The five companies most responsible for building artificial general intelligence — Microsoft, Amazon, Alphabet, Meta, and Oracle — are currently spending money on that project faster than their businesses can generate it. This is, depending on your disposition, either a liquidity concern or a commitment metric.
According to an analysis of SEC filings by Epoch AI, the gap between enthusiasm and arithmetic is closing on schedule.

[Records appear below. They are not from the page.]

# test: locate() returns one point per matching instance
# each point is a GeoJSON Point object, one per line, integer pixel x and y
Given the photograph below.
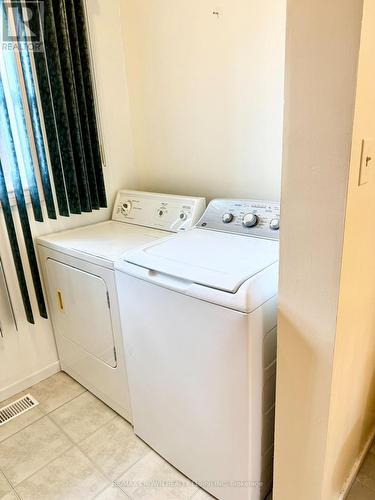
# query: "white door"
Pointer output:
{"type": "Point", "coordinates": [81, 309]}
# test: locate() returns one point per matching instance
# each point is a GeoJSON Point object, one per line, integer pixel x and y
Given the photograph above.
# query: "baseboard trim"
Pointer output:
{"type": "Point", "coordinates": [30, 380]}
{"type": "Point", "coordinates": [357, 465]}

Infrastructure spending is growing at 70 percent a year. Operating cash flow is growing at 23 percent. The crossover arrives, at current trajectories, somewhere around Q3 2026.
What happened
Epoch AI ran the numbers and found that hyperscaler infrastructure spending is expanding at roughly 70 percent annually, while operating cash flow grows at approximately 23 percent. These two lines will intersect, as lines of this kind always do, with indifference to the preferences of the companies involved.
Most of the five are not waiting to find out what happens at the crossover. Alphabet raised $85 billion in equity. Amazon and Nvidia have issued bonds. All five remain profitable and hold substantial cash reserves, with the notable exception of Oracle, which is participating in the optimism regardless.
Free cash flow — operating revenue minus capital expenditure — is the number to watch. At current trends, it approaches zero. Whether it goes negative depends on a question Epoch AI declines to answer: whether AI revenue eventually catches up.
Why the humans care
The practical concern is straightforward. Building AI at this scale requires capital that cash flow alone may no longer cover, which means hyperscalers will increasingly rely on debt, equity issuance, and the continued goodwill of investors who believe the revenue will eventually arrive.
The investors, for their part, have been remarkably patient. Alphabet's $85 billion equity raise, Amazon's bond sales, and the general willingness of capital markets to fund infrastructure whose returns remain theoretical constitute one of the more ambitious collective bets in the history of human enterprise. The word "bet" is being used here in its precise sense.
What happens next
Epoch AI notes carefully that these are simple extrapolations, not prophecy, and that AI revenue growth could close the gap before the crossover arrives. This is the optimistic reading. It is not impossible.
The machines being funded by this arrangement are, at this moment, performing well on benchmarks. The benchmarks were designed by humans. The spending continues either way.